Avec Washington : une relation fragile mais stratégique

Dans sa recherche d’équilibre entre les grandes puissances, le Viêt Nam fait par ailleurs très attention de ne pas froisser les Américains. Les États-Unis sont le plus grand marché d’exportation pour le Viêt Nam et son deuxième partenaire commercial (derrière la Chine). Mais cette réalité économique est toutefois fragile. Les échanges n’augmentent pas assez vite pour l’économie vietnamienne, et dans certains secteurs ils sont même à la baisse. Au cours de l’été 2024, les États-Unis ont rejeté la demande vietnamienne de classer le pays comme « économie de marché », une décision qui a été très mal vécue par les autorités (2). Dans ce contexte, le Viêt Nam a besoin économiquement de la Chine. Avec un commerce bilatéral d’environ 172 milliards de dollars, la Chine est le second marché d’exportation du Viêt Nam et la tendance se renforce rapidement. Au cours des sept premiers mois de 2024, les investissements chinois ont été multipliés par sept au Viêt Nam, soit une hausse de 77,6 % par rapport à 2022. Mais le pays a une balance commerciale très déficitaire avec Pékin, avec une hausse de son déficit de plus de 56 % au cours du premier semestre 2024 pour atteindre 32 milliards de dollars. Il n’est dès lors pour Hanoï pas question de tourner le dos à une politique d’équilibre entre les deux grands, Washington offre un moyen de hedging [couverture] crucial aux autorités vietnamiennes en cas de tensions avec Pékin. 

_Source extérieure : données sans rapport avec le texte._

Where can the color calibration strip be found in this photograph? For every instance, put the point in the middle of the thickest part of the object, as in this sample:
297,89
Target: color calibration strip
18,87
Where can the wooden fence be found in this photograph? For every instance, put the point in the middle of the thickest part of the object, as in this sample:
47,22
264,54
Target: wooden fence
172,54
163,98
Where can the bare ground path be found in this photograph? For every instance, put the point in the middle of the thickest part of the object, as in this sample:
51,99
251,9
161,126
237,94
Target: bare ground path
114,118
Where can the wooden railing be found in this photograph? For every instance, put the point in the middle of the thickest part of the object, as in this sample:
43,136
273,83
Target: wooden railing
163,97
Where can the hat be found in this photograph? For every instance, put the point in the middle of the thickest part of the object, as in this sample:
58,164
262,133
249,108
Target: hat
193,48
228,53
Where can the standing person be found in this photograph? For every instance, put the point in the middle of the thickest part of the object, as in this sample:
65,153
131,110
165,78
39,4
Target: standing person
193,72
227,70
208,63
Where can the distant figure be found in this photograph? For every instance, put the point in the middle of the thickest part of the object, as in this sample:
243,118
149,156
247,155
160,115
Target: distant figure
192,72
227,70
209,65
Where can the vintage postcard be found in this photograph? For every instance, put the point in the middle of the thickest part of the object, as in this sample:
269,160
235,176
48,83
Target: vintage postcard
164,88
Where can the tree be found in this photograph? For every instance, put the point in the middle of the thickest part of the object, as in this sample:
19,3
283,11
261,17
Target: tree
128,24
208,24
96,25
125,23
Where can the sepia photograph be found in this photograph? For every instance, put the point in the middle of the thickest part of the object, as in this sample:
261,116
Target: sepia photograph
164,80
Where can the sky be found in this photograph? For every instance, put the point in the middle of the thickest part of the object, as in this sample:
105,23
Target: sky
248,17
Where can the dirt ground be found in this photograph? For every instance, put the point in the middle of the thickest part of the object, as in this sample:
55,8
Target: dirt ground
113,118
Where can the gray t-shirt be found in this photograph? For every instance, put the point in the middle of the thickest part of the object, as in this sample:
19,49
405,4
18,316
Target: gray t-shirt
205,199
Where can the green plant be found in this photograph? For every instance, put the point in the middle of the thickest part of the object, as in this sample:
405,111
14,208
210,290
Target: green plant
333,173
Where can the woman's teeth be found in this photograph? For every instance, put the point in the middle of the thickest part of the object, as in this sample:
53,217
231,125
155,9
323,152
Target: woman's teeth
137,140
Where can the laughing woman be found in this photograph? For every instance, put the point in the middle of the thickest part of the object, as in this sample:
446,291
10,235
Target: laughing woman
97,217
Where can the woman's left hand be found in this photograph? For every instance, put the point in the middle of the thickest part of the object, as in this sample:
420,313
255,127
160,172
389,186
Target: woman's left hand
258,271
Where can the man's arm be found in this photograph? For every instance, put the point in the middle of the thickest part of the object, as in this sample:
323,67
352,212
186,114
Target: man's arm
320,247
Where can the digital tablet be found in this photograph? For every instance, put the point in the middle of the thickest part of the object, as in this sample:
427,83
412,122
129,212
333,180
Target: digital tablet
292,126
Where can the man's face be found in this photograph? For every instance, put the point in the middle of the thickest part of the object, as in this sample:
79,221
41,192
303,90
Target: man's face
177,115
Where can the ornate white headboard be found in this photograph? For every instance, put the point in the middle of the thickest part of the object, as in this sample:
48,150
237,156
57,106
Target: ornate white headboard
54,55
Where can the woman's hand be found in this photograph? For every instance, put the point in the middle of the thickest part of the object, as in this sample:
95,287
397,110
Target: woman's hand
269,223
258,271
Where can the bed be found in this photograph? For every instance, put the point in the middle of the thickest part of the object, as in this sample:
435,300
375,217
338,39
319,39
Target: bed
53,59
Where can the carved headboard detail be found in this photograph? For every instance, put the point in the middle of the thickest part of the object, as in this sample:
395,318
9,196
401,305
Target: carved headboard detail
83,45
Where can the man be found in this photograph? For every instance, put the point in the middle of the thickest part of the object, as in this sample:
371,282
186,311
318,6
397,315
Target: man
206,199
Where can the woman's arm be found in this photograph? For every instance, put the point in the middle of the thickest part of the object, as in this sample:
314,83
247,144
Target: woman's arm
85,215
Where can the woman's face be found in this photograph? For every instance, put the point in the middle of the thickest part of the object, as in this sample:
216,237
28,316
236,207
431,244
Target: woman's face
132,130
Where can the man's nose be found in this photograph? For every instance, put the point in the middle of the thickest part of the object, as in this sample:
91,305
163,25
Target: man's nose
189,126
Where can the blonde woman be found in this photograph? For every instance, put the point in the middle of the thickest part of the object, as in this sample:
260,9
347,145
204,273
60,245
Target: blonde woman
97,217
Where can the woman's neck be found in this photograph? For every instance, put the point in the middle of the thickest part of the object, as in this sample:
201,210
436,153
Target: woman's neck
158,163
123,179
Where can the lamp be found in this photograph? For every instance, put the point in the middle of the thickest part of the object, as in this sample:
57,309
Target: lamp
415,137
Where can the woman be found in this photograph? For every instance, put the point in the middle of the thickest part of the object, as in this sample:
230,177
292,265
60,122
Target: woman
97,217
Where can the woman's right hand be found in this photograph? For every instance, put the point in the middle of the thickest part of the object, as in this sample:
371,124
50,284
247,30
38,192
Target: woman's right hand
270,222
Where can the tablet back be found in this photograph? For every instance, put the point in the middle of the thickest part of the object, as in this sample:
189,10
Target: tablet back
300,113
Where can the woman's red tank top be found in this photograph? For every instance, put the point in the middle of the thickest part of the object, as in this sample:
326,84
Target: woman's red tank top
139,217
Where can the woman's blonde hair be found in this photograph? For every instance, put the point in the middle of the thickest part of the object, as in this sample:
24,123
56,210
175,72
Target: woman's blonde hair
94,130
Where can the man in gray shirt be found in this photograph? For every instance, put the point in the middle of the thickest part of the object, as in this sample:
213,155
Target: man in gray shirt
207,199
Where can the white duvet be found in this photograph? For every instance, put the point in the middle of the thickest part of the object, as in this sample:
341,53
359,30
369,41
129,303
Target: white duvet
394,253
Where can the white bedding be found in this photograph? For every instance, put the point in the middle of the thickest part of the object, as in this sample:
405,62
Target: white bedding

Avec les États-Unis, la préoccupation des dirigeants vietnamiens est aussi stratégique. Le pays entend profiter du positionnement offensif de Washington sur le dossier de la mer de Chine méridionale qui l’oppose toujours à la Chine. Dans le contexte de l’Indo-Pacifique, le Viêt Nam gagne en importance géostratégique pour Washington. Hanoï fait toutefois bien attention de maintenir une politique d’équilibre sur ces sujets sensibles ; il n’est pas question de donner l’impression aux Chinois que le Viêt Nam se tourne vers les États-Unis dans le contexte de l’Indo-Pacifique ; et cela même si les Américains redoublent d’initiatives actuellement pour tenter de convaincre les Vietnamiens de ne pas trop se rapprocher de la Chine (3). Mais la stratégie indo-pacifique américaine, et dans son sillage celle des pays occidentaux, continuent d’être perçues dans les cercles de pouvoir vietnamiens avec une certaine condescendance. Les plus prudents laissent faire leurs partenaires (tout en essayant au passage d’en profiter le plus possible financièrement), comprenant que les Occidentaux ont des intérêts pour cela, les autres n’hésitent pas à leur reprocher une « déconnection avec des pays d’Asie qu’ils connaissent assez mal » (4). Les dirigeants vietnamiens ne redoutent plus comme par le passé que les pays occidentaux ne leur demandent de changer de politique (en matière de droits de l’homme et de liberté religieuse notamment). Leur pouvoir sur la scène régionale est désormais plus affirmé, et ils savent aussi qu’ils peuvent compter sur la Chine pour défendre leurs positions.